Unlike other shifts in IT, the broad view of uptime is well understood. What has many IT pros confused is the myriad of options that exist to ensure the availability of their applications and achieve faster recovery times, consistent performance, and business continuity. From backup and disaster recovery, to high availability, to fault tolerance and more, a lot of confusion surrounds the differences between each type of availability solution and how IT teams can determine the best option for their business.
This gets even more complex when each category has a very broad definition within the industry. Take “high availability” for instance. Last year, a highly respected analyst firm issued a survey that said the majority of respondents believed that high availability meant having a disaster recovery plan in place. To someone who lives and breathes availability solutions, these are two very different things. The definitions will also fluctuate from person to person based on their history with different computing platforms – the IT guys working in the mainframe will define high availability very differently than those working in dev/ops. On top of this, for years research firm IDC has been using its own set of availability levels (AL1-AL4), but these are very broad as most technologies fall within just one of the availability levels and the levels haven’t changed over time as technology has evolved.
In this slideshow, Jason Andersen, vice president of business line management, Stratus Technologies, will demystify the seven key types of availability solutions by clarifying what each one actually means.

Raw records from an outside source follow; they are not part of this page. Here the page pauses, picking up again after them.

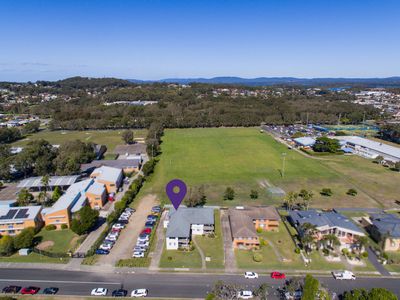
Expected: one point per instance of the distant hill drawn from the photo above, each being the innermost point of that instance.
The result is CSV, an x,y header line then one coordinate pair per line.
x,y
268,81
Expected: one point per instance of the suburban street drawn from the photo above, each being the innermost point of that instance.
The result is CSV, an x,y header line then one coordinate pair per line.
x,y
179,285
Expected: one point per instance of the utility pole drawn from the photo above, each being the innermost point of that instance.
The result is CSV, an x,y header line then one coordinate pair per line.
x,y
283,164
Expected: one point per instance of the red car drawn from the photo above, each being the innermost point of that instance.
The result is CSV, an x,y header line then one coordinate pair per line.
x,y
278,275
146,231
30,290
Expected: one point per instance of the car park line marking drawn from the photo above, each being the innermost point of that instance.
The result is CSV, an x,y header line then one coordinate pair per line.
x,y
60,281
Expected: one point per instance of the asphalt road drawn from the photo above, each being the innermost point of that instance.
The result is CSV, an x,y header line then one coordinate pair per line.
x,y
168,285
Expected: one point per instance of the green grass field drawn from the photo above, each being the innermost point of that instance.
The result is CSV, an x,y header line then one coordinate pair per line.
x,y
245,159
110,138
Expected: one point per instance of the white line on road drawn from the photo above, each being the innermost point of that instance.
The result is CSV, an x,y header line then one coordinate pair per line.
x,y
60,281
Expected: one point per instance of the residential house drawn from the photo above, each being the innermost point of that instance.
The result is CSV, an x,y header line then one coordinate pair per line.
x,y
326,223
110,177
14,219
181,224
385,229
245,221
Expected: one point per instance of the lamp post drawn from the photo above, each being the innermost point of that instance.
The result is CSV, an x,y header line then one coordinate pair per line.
x,y
283,164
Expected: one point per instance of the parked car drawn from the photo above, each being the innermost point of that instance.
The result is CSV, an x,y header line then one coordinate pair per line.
x,y
105,247
278,275
102,252
139,293
250,275
119,293
245,295
149,225
11,289
30,290
146,230
118,226
138,254
99,292
50,291
344,275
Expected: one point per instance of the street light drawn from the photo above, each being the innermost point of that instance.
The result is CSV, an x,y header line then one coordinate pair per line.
x,y
283,164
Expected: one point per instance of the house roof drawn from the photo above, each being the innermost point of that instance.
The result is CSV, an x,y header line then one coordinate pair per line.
x,y
74,198
180,220
107,173
387,224
324,219
96,188
36,182
242,220
116,163
22,213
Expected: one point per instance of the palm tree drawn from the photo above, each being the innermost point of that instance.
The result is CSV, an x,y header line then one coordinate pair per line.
x,y
291,200
362,242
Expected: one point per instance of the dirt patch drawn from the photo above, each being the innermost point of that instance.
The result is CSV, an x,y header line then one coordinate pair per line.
x,y
45,245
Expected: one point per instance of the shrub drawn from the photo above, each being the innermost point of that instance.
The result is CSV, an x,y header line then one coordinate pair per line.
x,y
50,227
352,192
326,192
257,257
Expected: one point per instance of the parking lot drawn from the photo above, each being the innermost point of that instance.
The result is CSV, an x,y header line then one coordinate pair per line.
x,y
128,236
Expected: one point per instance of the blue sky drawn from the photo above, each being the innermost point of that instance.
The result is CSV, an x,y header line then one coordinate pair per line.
x,y
149,39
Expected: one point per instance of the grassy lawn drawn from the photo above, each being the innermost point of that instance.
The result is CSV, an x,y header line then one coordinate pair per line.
x,y
245,159
33,258
180,259
62,240
110,138
213,247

Keep in mind, when evaluating what you need, it is important that you consider not only what data is specifically being protected, but also the recovery time and infrastructure costs – mainly processing and networking – that your business can support.

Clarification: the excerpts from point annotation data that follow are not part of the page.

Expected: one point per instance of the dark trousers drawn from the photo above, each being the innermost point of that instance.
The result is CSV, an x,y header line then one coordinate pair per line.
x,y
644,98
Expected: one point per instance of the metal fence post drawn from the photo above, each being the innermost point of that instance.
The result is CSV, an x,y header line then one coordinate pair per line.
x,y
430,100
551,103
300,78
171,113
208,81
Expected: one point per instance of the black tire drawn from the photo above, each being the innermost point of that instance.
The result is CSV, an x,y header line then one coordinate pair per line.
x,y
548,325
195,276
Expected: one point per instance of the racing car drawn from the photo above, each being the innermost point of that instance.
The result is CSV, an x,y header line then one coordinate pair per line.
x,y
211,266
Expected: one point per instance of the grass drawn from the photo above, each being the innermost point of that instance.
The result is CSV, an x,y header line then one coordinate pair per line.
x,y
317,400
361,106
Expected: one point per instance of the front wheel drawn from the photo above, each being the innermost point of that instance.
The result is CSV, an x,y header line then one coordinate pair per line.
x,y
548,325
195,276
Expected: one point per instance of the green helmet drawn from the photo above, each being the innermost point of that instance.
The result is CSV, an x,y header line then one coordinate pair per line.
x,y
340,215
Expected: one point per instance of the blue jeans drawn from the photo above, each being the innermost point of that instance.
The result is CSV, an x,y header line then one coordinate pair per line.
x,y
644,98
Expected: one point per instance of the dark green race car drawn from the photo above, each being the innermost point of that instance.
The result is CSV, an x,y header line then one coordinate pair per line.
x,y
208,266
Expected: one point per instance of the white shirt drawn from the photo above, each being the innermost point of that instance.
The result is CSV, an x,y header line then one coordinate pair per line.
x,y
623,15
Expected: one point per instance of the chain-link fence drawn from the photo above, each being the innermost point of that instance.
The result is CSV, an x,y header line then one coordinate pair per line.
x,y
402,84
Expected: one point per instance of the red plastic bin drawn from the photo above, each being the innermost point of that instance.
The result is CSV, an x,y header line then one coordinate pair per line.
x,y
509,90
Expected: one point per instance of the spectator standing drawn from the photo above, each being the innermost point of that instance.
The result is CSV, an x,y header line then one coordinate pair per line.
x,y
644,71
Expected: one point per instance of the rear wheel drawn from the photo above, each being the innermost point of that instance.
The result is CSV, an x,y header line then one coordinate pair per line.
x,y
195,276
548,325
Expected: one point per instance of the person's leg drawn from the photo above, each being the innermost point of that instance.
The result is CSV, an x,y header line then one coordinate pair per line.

Availability Solutions Defined
Click through for more on availability solutions and how to choose the best option for your organization, as identified by Jason Andersen, vice president of business line management, Stratus Technologies.
Unprotected
Obviously pretty easy to understand, this is a workload that has no special reliability features implemented either at the application, hypervisor or infrastructure layer. If it goes down, it’s down. It will have significant end-user impact that is generally measured in hours of downtime.
Backup
This is a workload that is periodically copied (or snapshotted) to a different node or data center. This is a nice compliance measure and can help to recover data, if you have hours or more. This solution will also have significant end-user impact that is generally measured in hours of downtime.
Disaster Recovery
This is a more robust form of backup that is automated for quicker recovery in the event of a major failure event, such as from human error or a major data center failure due to weather. Again, this solution will have significant end-user impact that is generally measured in hours of downtime.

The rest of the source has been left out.